Laika Studios and Portland State University announced an inaugural class of scholars to foster careers in the creative industry. Their three-year pilot program awarded a $10,000 scholarship for the 2025–26 school year to six undergraduate students majoring in the arts to form a cohort and work closely with experts at Laika.
From a pool of 100 applicants, student finalists Praveen Badu, Abby Fox, Rosemary Gostovich, Haley Hsu, Catherine Olivares and Xquenda Penrose were selected for the cohort. Prospective applicants wrote essays about their career goals, how their experiences shaped inclusion, and overcoming a challenge, along with listing awards and activities. The PSU-Laika cohort was established in 2024, but Leroy E. Bynum, Jr., dean of PSU’s College of the Arts, says the collaboration has been in the works for several years.

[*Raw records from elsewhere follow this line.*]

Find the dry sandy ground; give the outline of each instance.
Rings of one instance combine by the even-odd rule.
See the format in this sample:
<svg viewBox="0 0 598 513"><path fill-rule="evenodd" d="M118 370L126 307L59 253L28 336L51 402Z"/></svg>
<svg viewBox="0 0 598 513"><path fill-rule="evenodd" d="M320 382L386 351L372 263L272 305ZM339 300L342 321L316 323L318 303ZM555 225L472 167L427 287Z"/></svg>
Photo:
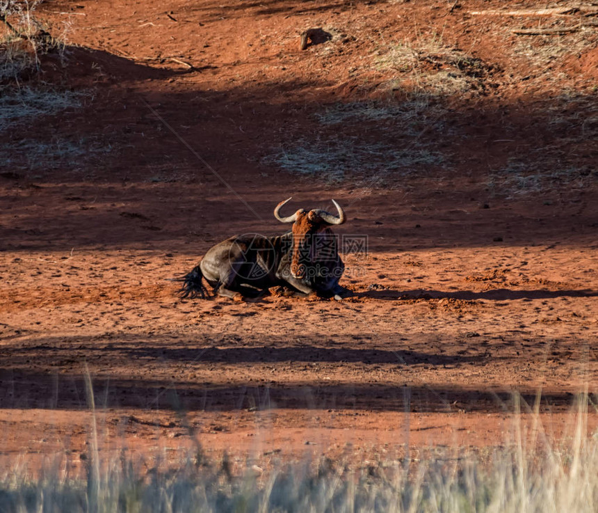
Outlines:
<svg viewBox="0 0 598 513"><path fill-rule="evenodd" d="M86 370L105 450L199 443L264 464L495 446L512 433L515 391L528 413L541 392L549 438L570 432L574 395L588 388L595 406L598 393L596 31L522 42L511 31L595 18L480 15L505 2L462 3L40 6L54 31L70 24L65 60L45 60L44 79L85 91L84 106L8 141L64 137L89 151L31 161L15 150L0 177L4 464L79 460ZM332 40L301 51L301 32L316 26ZM268 159L339 134L403 144L394 118L314 116L337 102L419 97L414 76L457 65L437 48L414 75L385 56L439 38L481 70L467 68L467 91L436 91L443 124L424 119L411 143L444 152L442 164L331 180ZM538 62L521 46L557 43L565 49ZM495 173L513 157L554 179L517 189ZM349 218L336 232L367 237L367 254L344 255L354 297L177 299L166 278L230 235L282 232L272 211L290 196L306 208L335 198Z"/></svg>

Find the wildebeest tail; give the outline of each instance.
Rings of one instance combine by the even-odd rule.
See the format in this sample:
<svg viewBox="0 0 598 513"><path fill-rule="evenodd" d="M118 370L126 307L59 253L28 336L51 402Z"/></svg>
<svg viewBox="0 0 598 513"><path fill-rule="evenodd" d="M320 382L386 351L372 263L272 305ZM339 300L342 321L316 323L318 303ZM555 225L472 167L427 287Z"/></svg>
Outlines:
<svg viewBox="0 0 598 513"><path fill-rule="evenodd" d="M207 297L208 291L203 284L204 275L199 265L193 267L193 270L181 278L177 278L175 281L182 281L183 284L179 289L179 295L181 299L193 299L201 296L204 299Z"/></svg>

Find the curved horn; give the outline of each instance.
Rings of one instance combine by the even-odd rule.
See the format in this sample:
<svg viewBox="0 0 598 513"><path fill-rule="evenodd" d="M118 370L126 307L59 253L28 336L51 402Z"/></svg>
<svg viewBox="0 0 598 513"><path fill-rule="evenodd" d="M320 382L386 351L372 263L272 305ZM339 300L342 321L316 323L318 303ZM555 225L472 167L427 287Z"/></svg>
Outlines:
<svg viewBox="0 0 598 513"><path fill-rule="evenodd" d="M336 201L332 200L332 203L334 204L334 206L337 207L337 210L339 211L339 216L333 216L332 214L328 214L325 210L319 210L314 209L312 212L314 212L316 215L319 216L323 219L324 222L328 223L328 224L342 224L344 223L347 218L345 216L345 212L343 211L343 209L341 208L341 205L339 205Z"/></svg>
<svg viewBox="0 0 598 513"><path fill-rule="evenodd" d="M293 196L291 196L288 200L284 200L284 201L281 201L278 205L276 205L276 208L274 209L274 216L278 219L281 223L294 223L295 220L297 219L297 213L296 212L292 216L289 216L288 217L281 217L278 212L280 211L280 209L282 208L286 203L288 203L293 198Z"/></svg>

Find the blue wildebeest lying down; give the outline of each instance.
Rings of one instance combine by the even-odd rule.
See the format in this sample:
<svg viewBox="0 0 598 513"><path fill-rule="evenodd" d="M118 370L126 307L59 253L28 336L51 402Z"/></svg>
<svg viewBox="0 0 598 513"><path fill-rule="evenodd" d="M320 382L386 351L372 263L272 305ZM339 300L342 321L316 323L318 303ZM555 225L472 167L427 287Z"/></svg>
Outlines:
<svg viewBox="0 0 598 513"><path fill-rule="evenodd" d="M212 246L198 265L178 278L183 282L181 297L205 298L204 279L215 293L235 300L258 297L271 287L282 287L289 295L350 296L350 291L339 285L345 266L330 228L345 222L343 209L332 200L338 216L300 209L281 217L281 208L291 199L274 209L278 221L293 223L290 232L275 237L245 234Z"/></svg>

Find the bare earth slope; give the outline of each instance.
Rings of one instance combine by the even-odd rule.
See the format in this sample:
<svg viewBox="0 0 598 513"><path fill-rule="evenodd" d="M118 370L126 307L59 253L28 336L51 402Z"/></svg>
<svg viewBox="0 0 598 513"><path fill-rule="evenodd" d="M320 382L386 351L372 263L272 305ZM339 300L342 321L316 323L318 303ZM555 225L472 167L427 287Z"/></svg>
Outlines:
<svg viewBox="0 0 598 513"><path fill-rule="evenodd" d="M84 96L3 135L3 461L79 460L86 368L107 449L495 445L513 391L566 433L598 393L595 7L508 3L42 3L43 79ZM367 237L354 297L177 299L290 196Z"/></svg>

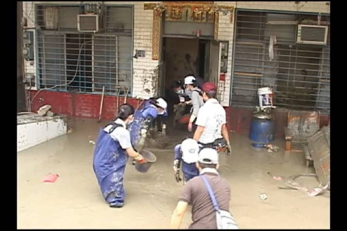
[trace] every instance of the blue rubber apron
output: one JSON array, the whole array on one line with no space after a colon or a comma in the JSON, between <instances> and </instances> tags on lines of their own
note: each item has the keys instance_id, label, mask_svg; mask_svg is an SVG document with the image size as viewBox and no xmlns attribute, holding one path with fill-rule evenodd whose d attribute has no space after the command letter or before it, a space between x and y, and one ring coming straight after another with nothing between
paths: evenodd
<instances>
[{"instance_id":1,"label":"blue rubber apron","mask_svg":"<svg viewBox=\"0 0 347 231\"><path fill-rule=\"evenodd\" d=\"M93 168L105 200L111 206L122 206L125 192L123 177L128 155L110 133L122 126L113 123L109 133L100 129L94 150Z\"/></svg>"}]
</instances>

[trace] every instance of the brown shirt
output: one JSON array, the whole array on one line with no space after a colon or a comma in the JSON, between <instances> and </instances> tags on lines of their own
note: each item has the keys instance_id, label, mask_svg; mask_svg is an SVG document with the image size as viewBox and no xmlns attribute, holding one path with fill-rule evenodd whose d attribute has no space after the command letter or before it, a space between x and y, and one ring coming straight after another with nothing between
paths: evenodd
<instances>
[{"instance_id":1,"label":"brown shirt","mask_svg":"<svg viewBox=\"0 0 347 231\"><path fill-rule=\"evenodd\" d=\"M215 174L206 172L206 177L220 209L229 211L230 187L227 181ZM192 205L192 220L189 229L217 229L215 211L202 178L196 176L189 180L182 190L179 201Z\"/></svg>"}]
</instances>

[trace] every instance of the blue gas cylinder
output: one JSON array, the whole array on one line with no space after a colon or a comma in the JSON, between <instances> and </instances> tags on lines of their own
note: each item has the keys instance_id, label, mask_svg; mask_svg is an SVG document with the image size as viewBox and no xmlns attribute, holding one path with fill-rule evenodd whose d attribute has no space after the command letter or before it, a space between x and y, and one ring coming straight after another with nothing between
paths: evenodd
<instances>
[{"instance_id":1,"label":"blue gas cylinder","mask_svg":"<svg viewBox=\"0 0 347 231\"><path fill-rule=\"evenodd\" d=\"M251 123L249 139L257 142L268 143L274 139L273 119L254 117Z\"/></svg>"}]
</instances>

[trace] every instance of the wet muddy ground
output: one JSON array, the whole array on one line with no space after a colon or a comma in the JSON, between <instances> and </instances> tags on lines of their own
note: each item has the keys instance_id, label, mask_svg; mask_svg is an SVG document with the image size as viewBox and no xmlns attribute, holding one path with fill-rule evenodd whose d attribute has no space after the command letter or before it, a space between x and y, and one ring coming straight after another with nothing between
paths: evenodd
<instances>
[{"instance_id":1,"label":"wet muddy ground","mask_svg":"<svg viewBox=\"0 0 347 231\"><path fill-rule=\"evenodd\" d=\"M17 228L19 229L166 229L176 205L181 182L174 180L173 148L189 133L168 131L166 149L149 149L157 162L149 171L137 172L130 161L125 171L125 203L121 208L105 202L93 170L94 146L99 128L107 122L73 118L73 132L17 153ZM330 192L309 197L302 192L279 189L281 182L267 174L288 176L307 171L303 153L286 152L283 139L273 144L277 153L252 147L247 134L232 133L231 156L220 155L221 176L231 189L230 211L241 229L326 229L330 228ZM90 138L89 136L91 137ZM59 175L43 183L47 173ZM314 178L299 179L308 187ZM260 193L268 198L262 201ZM191 221L189 207L181 228Z\"/></svg>"}]
</instances>

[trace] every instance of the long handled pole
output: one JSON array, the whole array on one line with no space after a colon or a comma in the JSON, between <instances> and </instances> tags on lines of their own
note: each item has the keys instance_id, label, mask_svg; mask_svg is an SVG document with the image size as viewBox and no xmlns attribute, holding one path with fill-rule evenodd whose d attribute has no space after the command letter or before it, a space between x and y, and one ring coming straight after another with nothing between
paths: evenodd
<instances>
[{"instance_id":1,"label":"long handled pole","mask_svg":"<svg viewBox=\"0 0 347 231\"><path fill-rule=\"evenodd\" d=\"M102 95L101 96L101 101L100 103L100 112L99 113L99 119L98 123L101 121L101 111L102 110L102 103L104 101L104 93L105 92L105 86L102 86Z\"/></svg>"}]
</instances>

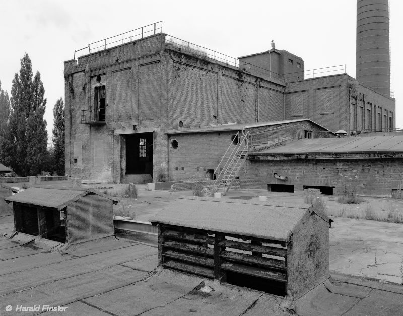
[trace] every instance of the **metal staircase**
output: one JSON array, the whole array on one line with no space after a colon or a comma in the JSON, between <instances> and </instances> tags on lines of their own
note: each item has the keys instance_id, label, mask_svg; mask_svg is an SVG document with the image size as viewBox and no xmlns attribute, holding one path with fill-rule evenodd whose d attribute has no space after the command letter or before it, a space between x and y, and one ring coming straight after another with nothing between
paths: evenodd
<instances>
[{"instance_id":1,"label":"metal staircase","mask_svg":"<svg viewBox=\"0 0 403 316\"><path fill-rule=\"evenodd\" d=\"M214 192L225 195L241 167L246 160L249 151L249 132L238 132L225 153L215 169Z\"/></svg>"}]
</instances>

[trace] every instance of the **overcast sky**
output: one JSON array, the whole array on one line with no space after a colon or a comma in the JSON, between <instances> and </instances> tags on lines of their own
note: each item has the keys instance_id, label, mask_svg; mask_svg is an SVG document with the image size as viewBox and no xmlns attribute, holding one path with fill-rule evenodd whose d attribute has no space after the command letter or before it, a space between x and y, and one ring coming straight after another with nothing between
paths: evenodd
<instances>
[{"instance_id":1,"label":"overcast sky","mask_svg":"<svg viewBox=\"0 0 403 316\"><path fill-rule=\"evenodd\" d=\"M41 73L47 105L64 99L63 62L106 37L163 20L163 31L232 57L276 48L301 57L305 70L346 65L355 77L355 0L147 1L0 0L0 81L10 94L26 52ZM390 0L391 82L396 126L403 128L403 1Z\"/></svg>"}]
</instances>

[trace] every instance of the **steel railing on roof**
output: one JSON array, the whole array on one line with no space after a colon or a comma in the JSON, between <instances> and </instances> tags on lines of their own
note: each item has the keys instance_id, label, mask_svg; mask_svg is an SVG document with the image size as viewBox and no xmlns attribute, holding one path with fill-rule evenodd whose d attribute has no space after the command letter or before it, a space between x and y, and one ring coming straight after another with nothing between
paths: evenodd
<instances>
[{"instance_id":1,"label":"steel railing on roof","mask_svg":"<svg viewBox=\"0 0 403 316\"><path fill-rule=\"evenodd\" d=\"M110 48L113 46L128 43L145 36L156 34L162 32L162 21L158 21L148 25L145 25L141 27L128 31L114 36L104 38L93 43L91 43L88 46L80 49L74 50L74 58L76 59L76 53L85 49L88 50L89 54L94 51L99 51Z\"/></svg>"}]
</instances>

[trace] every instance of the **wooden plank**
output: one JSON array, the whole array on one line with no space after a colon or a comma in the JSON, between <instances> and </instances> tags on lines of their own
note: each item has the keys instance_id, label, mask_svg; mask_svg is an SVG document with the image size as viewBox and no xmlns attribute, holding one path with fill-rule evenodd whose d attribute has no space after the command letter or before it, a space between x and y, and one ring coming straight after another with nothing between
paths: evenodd
<instances>
[{"instance_id":1,"label":"wooden plank","mask_svg":"<svg viewBox=\"0 0 403 316\"><path fill-rule=\"evenodd\" d=\"M208 255L213 256L214 250L213 248L206 248L203 246L193 245L192 244L187 244L180 242L175 242L173 241L165 241L162 244L163 247L169 247L174 249L179 249L184 251L196 254L202 254L202 255Z\"/></svg>"},{"instance_id":2,"label":"wooden plank","mask_svg":"<svg viewBox=\"0 0 403 316\"><path fill-rule=\"evenodd\" d=\"M214 267L214 261L213 258L207 258L202 256L181 253L174 250L167 250L162 253L162 255L164 258L182 260L211 268Z\"/></svg>"},{"instance_id":3,"label":"wooden plank","mask_svg":"<svg viewBox=\"0 0 403 316\"><path fill-rule=\"evenodd\" d=\"M285 273L276 271L269 271L260 268L239 265L232 262L224 262L220 267L220 269L233 271L242 274L263 278L267 280L286 282L287 279Z\"/></svg>"},{"instance_id":4,"label":"wooden plank","mask_svg":"<svg viewBox=\"0 0 403 316\"><path fill-rule=\"evenodd\" d=\"M220 256L225 259L229 259L243 263L258 264L265 267L275 269L281 271L286 271L286 262L264 257L256 257L246 254L239 254L232 251L223 251Z\"/></svg>"},{"instance_id":5,"label":"wooden plank","mask_svg":"<svg viewBox=\"0 0 403 316\"><path fill-rule=\"evenodd\" d=\"M214 243L214 238L205 236L196 233L175 231L175 230L166 230L162 233L162 235L167 238L181 239L189 242L197 242L213 245Z\"/></svg>"},{"instance_id":6,"label":"wooden plank","mask_svg":"<svg viewBox=\"0 0 403 316\"><path fill-rule=\"evenodd\" d=\"M170 260L167 260L162 264L162 266L192 273L192 274L197 274L207 278L212 279L214 277L213 270L205 267L200 267L200 266L196 266Z\"/></svg>"},{"instance_id":7,"label":"wooden plank","mask_svg":"<svg viewBox=\"0 0 403 316\"><path fill-rule=\"evenodd\" d=\"M277 247L262 246L258 245L252 245L249 243L242 243L236 241L229 241L225 240L220 242L220 246L225 246L230 248L235 248L241 250L247 250L272 256L278 256L279 257L286 257L287 256L287 249L284 248L278 248Z\"/></svg>"}]
</instances>

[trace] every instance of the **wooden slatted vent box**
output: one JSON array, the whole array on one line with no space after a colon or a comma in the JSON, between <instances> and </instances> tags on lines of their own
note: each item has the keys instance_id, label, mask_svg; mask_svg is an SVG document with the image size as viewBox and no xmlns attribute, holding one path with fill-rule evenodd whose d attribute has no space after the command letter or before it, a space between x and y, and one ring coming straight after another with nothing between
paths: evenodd
<instances>
[{"instance_id":1,"label":"wooden slatted vent box","mask_svg":"<svg viewBox=\"0 0 403 316\"><path fill-rule=\"evenodd\" d=\"M312 205L182 196L150 220L165 268L291 300L329 276L329 219Z\"/></svg>"}]
</instances>

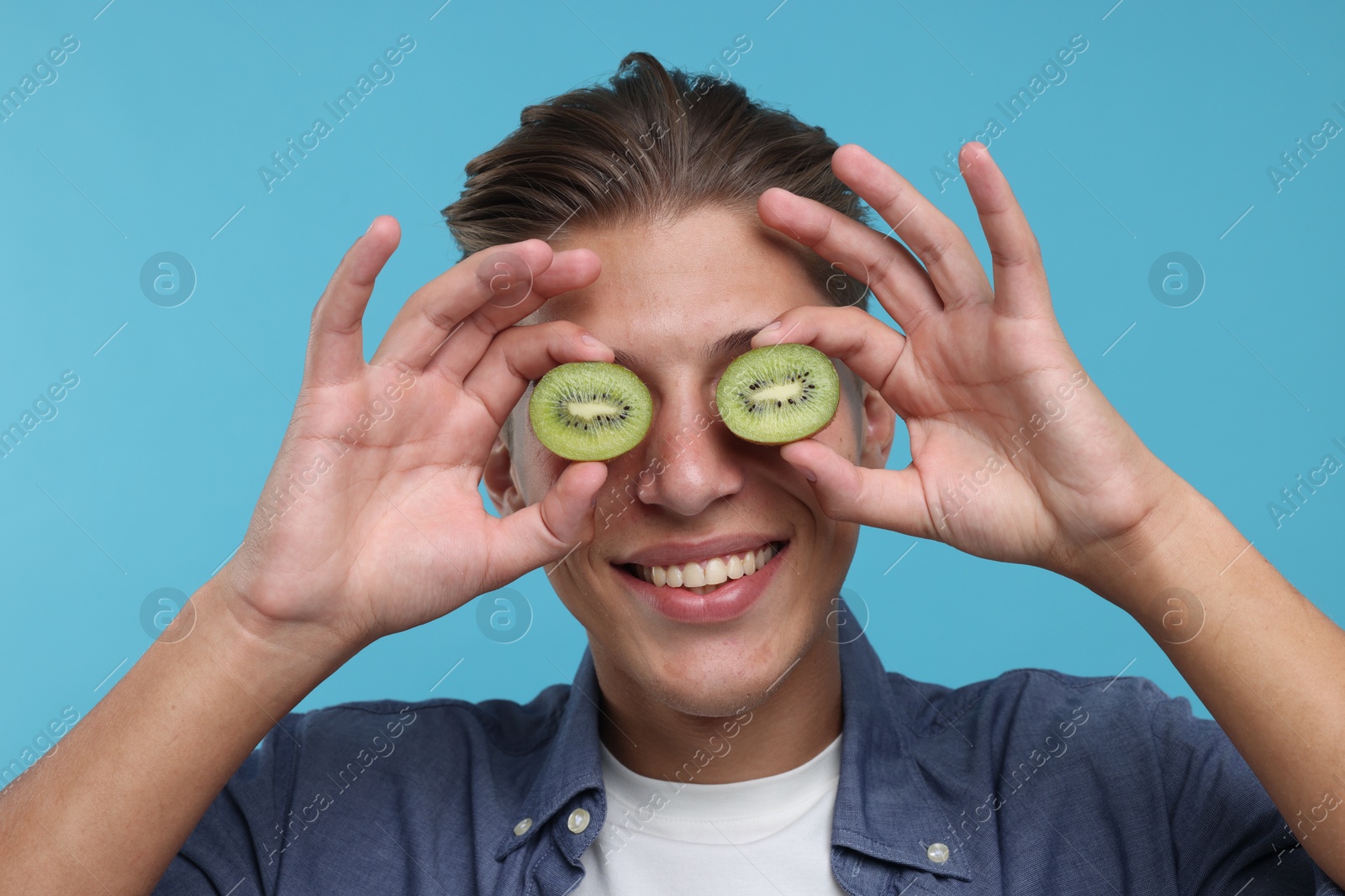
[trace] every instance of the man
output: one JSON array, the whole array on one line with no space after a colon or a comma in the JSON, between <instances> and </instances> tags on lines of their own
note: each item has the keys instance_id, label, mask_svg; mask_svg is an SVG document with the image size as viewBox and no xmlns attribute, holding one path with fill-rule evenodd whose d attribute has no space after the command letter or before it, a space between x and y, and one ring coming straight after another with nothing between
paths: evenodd
<instances>
[{"instance_id":1,"label":"man","mask_svg":"<svg viewBox=\"0 0 1345 896\"><path fill-rule=\"evenodd\" d=\"M632 54L471 163L445 210L468 257L366 363L398 240L375 219L195 630L0 801L5 892L1340 892L1345 634L1099 394L1006 180L979 144L960 165L993 287L863 149ZM780 341L846 394L814 438L749 445L714 383ZM652 394L646 441L546 453L529 382L613 359ZM885 470L894 414L913 461ZM1219 725L1142 678L884 672L838 625L859 524L1076 579ZM539 566L589 635L572 685L286 715Z\"/></svg>"}]
</instances>

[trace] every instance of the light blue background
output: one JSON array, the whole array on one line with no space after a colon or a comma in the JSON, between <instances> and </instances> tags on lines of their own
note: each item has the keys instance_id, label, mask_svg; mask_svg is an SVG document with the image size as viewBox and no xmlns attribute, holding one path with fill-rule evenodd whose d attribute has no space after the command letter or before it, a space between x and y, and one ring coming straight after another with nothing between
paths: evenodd
<instances>
[{"instance_id":1,"label":"light blue background","mask_svg":"<svg viewBox=\"0 0 1345 896\"><path fill-rule=\"evenodd\" d=\"M0 124L0 426L62 371L79 376L59 415L0 459L0 764L63 707L87 713L134 662L145 595L190 594L235 548L299 388L312 305L375 215L395 215L404 238L369 351L457 258L437 210L526 103L605 77L629 50L705 69L740 34L752 48L733 78L904 172L983 259L963 185L940 193L931 168L987 117L1005 121L995 103L1081 34L1067 81L991 144L1045 249L1064 330L1146 443L1345 618L1345 476L1282 528L1267 510L1323 454L1345 459L1332 445L1345 442L1345 137L1280 192L1267 175L1323 118L1345 125L1332 107L1345 105L1338 4L104 1L7 4L0 27L4 89L62 35L79 40L58 81ZM257 168L402 34L416 50L395 79L268 193ZM195 267L182 306L140 292L160 251ZM1188 308L1149 290L1169 251L1208 277ZM893 466L908 459L893 451ZM849 580L889 668L947 684L1126 669L1190 695L1138 625L1077 584L911 545L865 531ZM582 630L541 572L515 587L535 614L523 639L487 639L468 606L371 646L303 708L526 700L569 680Z\"/></svg>"}]
</instances>

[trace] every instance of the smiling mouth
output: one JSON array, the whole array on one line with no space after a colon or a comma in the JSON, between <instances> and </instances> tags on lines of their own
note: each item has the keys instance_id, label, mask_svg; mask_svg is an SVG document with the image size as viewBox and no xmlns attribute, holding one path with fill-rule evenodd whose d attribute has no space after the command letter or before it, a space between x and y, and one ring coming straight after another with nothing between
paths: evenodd
<instances>
[{"instance_id":1,"label":"smiling mouth","mask_svg":"<svg viewBox=\"0 0 1345 896\"><path fill-rule=\"evenodd\" d=\"M643 566L623 563L621 568L636 579L643 579L655 587L686 588L691 594L710 594L725 582L755 575L784 549L787 541L771 541L755 551L725 553L705 560L674 563L670 566Z\"/></svg>"}]
</instances>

“We are really interested in seeing what creative projects come out of this,” he says. “I have no doubt this is going to be a very positive experience.”
Faculty members Alison Heryer, Stephen Lee and J.J. Vazquez will receive funding and time off from teaching to pursue their creative work, industry-specific expertise from LAIKA for curriculum development, and opportunities to collaborate on future projects. Bynum says the recipients span disciplines and represent all four of PSU’s art schools. Hsu, for example, studies graphic design, while Heryer is a professor of textile arts and costume design.
“Our mission is so closely aligned with the support and encouragement for all types of creativity,” Bynum says. “It feels absolutely wonderful. This has been a long time coming.”
Previously, Laika—the Hillsboro-based stop-motion animation studio behind films like Coraline, The Boxtrolls, and Colin Meloy and Carson Ellis’ forthcoming Wildwood—partnered with Portland Community College to help create film coursework this past spring term. It also collaborated with Bowie State University, an historically Black university in Maryland, in 2021. Plans are already underway for more PSU scholars in 2026 and 2027.
“Both Laika and PSU are very eager to see what fruit this bears, which is another beauty of creativity,” Bynum says. “You got a blank canvas, and I can’t wait to see how that canvas is filled.”